Немой Голос - Василий Минский
— Глупый вопрос, — нежно потянувшись, промурлыкала та, — Как только я усну, этот день закончится и придет время расставаться.
— Но… этот момент же неотвратим, — осторожно заметил тот, — А так ты еще и невыспавшейся поедешь в этот свой Ейсенрейх.
— Ты так говоришь, как будто это мое решение, — недовольно тряхнула головой девушка, привстав и уставив на него немигающий взгляд своих голубых глаз. — Будь моя воля, я бы навсегда осталась здесь, с тобой.
— Я люблю тебя.
Свинцовое небо, ядовитый рассвет и желтый газ, медленно оседающий в низинах воронок от снарядов. Струясь, будто вода, он стекает в окопы, заставляя солдат покрепче прижимать противогазы к лицу и молиться, чтобы сейчас их не застала врасплох штыковая атака противника.
Ульрих сидел сейчас вместе со всеми. Точнее сказать, с теми, кто остался после последнего артиллерийского обстрела. Железные протезы не могли защитить ни от газа, ни от шальной пули, ни, тем более, от тяжелой бомбы. Они давно перестали вселять страх во врагов. Человек привыкает ко всему, как бы ни боялся этого вначале. Нехватка медикаментов и врачей делали свое нехитрое дело, в рядах вверенных ему людей уже вовсю зияли прорехи. Новых стальных людей становилось все меньше. То ли пропаганда стала работать хуже, то ли инвалиды и впрямь сами делали выбор в пользу поезда домой. Одно дело быть калекой, но живым, другое дело — иметь все конечности, но быть одновременно разорванным на части случайным снарядом.
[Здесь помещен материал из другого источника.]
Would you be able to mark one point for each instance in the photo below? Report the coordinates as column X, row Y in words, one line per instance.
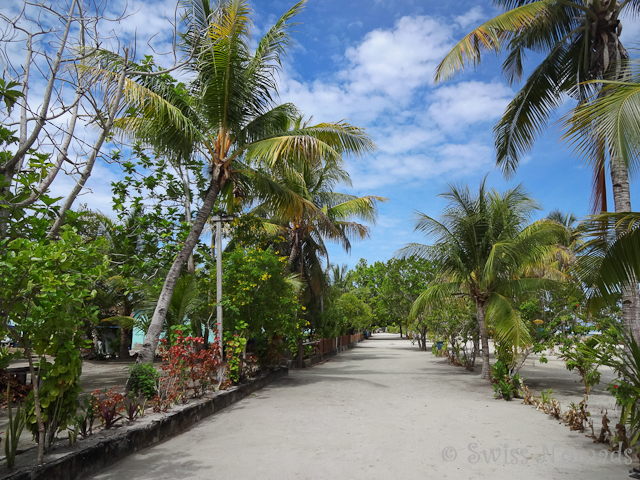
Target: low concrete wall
column 94, row 454
column 309, row 362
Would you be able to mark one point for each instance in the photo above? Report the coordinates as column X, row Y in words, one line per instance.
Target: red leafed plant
column 187, row 366
column 107, row 406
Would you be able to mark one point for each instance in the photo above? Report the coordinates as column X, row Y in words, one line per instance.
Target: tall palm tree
column 483, row 244
column 319, row 215
column 610, row 257
column 227, row 114
column 581, row 41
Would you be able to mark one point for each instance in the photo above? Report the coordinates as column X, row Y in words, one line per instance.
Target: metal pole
column 219, row 279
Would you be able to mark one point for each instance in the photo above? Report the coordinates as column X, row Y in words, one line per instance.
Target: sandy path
column 383, row 410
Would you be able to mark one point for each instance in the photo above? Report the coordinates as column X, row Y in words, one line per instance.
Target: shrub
column 504, row 386
column 144, row 380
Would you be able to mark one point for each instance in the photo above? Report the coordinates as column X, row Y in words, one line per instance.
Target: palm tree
column 580, row 39
column 610, row 257
column 483, row 244
column 572, row 233
column 226, row 115
column 319, row 215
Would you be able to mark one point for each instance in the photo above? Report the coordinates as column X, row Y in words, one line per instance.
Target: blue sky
column 371, row 62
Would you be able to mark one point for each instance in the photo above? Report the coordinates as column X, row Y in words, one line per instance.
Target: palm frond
column 489, row 36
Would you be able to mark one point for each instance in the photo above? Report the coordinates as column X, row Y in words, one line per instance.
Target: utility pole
column 218, row 219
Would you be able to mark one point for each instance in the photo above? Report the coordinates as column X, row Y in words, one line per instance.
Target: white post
column 219, row 279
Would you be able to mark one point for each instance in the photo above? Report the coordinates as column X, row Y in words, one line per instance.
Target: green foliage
column 143, row 380
column 504, row 385
column 9, row 94
column 149, row 202
column 234, row 351
column 260, row 301
column 30, row 221
column 43, row 293
column 15, row 426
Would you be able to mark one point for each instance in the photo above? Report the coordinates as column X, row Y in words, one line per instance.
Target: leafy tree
column 580, row 41
column 483, row 249
column 44, row 293
column 227, row 116
column 261, row 302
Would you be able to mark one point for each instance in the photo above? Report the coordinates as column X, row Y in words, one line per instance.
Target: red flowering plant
column 107, row 406
column 187, row 366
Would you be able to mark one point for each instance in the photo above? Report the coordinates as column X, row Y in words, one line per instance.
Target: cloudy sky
column 371, row 62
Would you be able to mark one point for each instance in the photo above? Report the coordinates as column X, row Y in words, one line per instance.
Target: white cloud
column 381, row 73
column 453, row 107
column 471, row 18
column 385, row 85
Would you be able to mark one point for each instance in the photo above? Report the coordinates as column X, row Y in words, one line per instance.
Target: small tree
column 43, row 293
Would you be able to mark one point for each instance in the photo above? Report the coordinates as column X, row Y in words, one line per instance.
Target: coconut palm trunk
column 484, row 339
column 622, row 201
column 147, row 352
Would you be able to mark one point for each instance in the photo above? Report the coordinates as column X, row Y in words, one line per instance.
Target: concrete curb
column 310, row 362
column 88, row 457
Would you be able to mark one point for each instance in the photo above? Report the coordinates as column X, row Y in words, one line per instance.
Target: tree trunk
column 35, row 380
column 147, row 352
column 484, row 340
column 124, row 343
column 622, row 200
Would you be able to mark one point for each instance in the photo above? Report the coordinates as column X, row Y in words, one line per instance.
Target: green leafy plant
column 576, row 359
column 505, row 386
column 234, row 350
column 16, row 423
column 143, row 380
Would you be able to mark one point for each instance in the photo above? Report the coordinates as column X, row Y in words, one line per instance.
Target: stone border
column 89, row 456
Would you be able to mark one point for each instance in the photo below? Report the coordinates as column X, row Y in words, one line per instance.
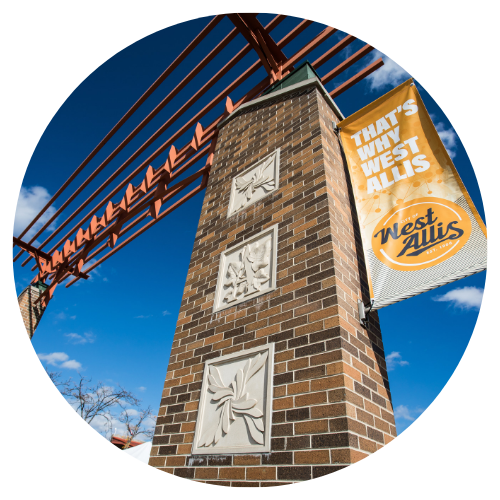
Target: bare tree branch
column 135, row 425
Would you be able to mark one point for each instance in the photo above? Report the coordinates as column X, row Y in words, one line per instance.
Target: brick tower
column 272, row 379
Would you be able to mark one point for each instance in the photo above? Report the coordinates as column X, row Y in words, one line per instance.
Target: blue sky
column 118, row 326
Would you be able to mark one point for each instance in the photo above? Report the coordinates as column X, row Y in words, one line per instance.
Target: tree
column 110, row 403
column 135, row 423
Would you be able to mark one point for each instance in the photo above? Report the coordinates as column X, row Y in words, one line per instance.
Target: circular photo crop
column 274, row 214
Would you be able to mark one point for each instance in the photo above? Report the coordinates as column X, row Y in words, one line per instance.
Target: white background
column 49, row 47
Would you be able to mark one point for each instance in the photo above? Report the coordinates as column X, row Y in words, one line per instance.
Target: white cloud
column 448, row 136
column 468, row 297
column 31, row 201
column 71, row 364
column 86, row 338
column 60, row 359
column 394, row 359
column 389, row 75
column 53, row 358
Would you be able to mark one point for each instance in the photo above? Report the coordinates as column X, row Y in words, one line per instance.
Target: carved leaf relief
column 248, row 274
column 234, row 402
column 248, row 186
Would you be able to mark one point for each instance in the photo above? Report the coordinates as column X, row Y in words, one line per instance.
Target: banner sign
column 419, row 227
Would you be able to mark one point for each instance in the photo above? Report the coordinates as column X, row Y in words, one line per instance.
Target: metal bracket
column 364, row 313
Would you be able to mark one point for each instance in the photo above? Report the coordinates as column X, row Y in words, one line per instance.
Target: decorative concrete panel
column 255, row 182
column 236, row 403
column 247, row 270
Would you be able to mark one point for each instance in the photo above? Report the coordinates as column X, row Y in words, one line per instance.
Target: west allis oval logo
column 421, row 233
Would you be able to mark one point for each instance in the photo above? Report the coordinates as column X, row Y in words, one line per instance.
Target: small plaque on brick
column 236, row 403
column 247, row 270
column 255, row 182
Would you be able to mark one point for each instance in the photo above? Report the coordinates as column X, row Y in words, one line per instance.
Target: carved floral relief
column 248, row 270
column 255, row 183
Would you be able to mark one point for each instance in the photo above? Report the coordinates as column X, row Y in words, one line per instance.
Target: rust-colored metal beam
column 357, row 78
column 210, row 26
column 314, row 43
column 30, row 249
column 347, row 64
column 271, row 56
column 148, row 198
column 334, row 51
column 170, row 209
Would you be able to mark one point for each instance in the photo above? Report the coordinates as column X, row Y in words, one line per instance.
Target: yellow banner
column 413, row 209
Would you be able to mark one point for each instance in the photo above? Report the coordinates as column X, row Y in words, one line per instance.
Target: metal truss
column 103, row 227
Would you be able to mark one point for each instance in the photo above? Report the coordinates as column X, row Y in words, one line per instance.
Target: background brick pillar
column 331, row 404
column 30, row 312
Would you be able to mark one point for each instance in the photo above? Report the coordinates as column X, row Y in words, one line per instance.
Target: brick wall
column 30, row 312
column 331, row 403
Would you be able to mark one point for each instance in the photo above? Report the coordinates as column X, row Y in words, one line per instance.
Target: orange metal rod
column 347, row 64
column 137, row 129
column 357, row 78
column 210, row 26
column 167, row 124
column 170, row 209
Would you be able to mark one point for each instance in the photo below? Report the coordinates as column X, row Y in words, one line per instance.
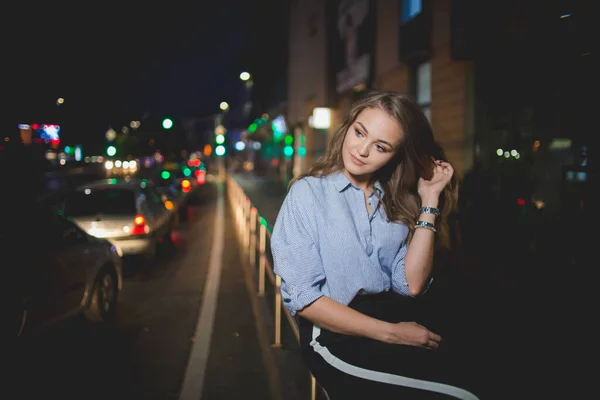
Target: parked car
column 128, row 212
column 55, row 270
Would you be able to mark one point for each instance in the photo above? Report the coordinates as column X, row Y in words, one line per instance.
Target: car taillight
column 201, row 176
column 139, row 225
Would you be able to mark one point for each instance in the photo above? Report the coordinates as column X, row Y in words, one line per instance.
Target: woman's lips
column 357, row 161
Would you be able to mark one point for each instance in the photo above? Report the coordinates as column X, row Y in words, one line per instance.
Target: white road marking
column 193, row 381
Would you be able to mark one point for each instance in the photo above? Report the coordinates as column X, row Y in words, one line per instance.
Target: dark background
column 114, row 62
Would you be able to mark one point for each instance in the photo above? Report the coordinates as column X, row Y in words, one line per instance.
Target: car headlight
column 116, row 249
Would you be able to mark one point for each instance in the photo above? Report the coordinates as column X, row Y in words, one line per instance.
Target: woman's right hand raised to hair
column 413, row 334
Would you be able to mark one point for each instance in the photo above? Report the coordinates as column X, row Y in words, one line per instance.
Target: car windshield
column 100, row 201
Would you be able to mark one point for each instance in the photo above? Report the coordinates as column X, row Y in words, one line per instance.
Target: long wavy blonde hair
column 413, row 159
Которых, к слову, становилось все больше. Постепенно, союзная артиллерия начала сдавать свои позиции и почти терялась в грохоте вражеских орудий. Новых поставок снарядов и продовольствия приходилось ждать неделями, растягивая скудные запасы на сколько угодно длинный срок. Планы по продвижению на юг разбивались о банальную нехватку человеческих и военных ресурсов. Сейчас их едва ли хватало, чтобы удерживать полуразрушенные укрепления.
За последний месяц, едва ли не десяток его бойцов дезертировали, побросав винтовки и оторвав шевроны особого отряда. Конечно, все это держалось в строжайшей тайне, но, когда люди видели, что и железные люди не выдерживают и бегут, что же им оставалось.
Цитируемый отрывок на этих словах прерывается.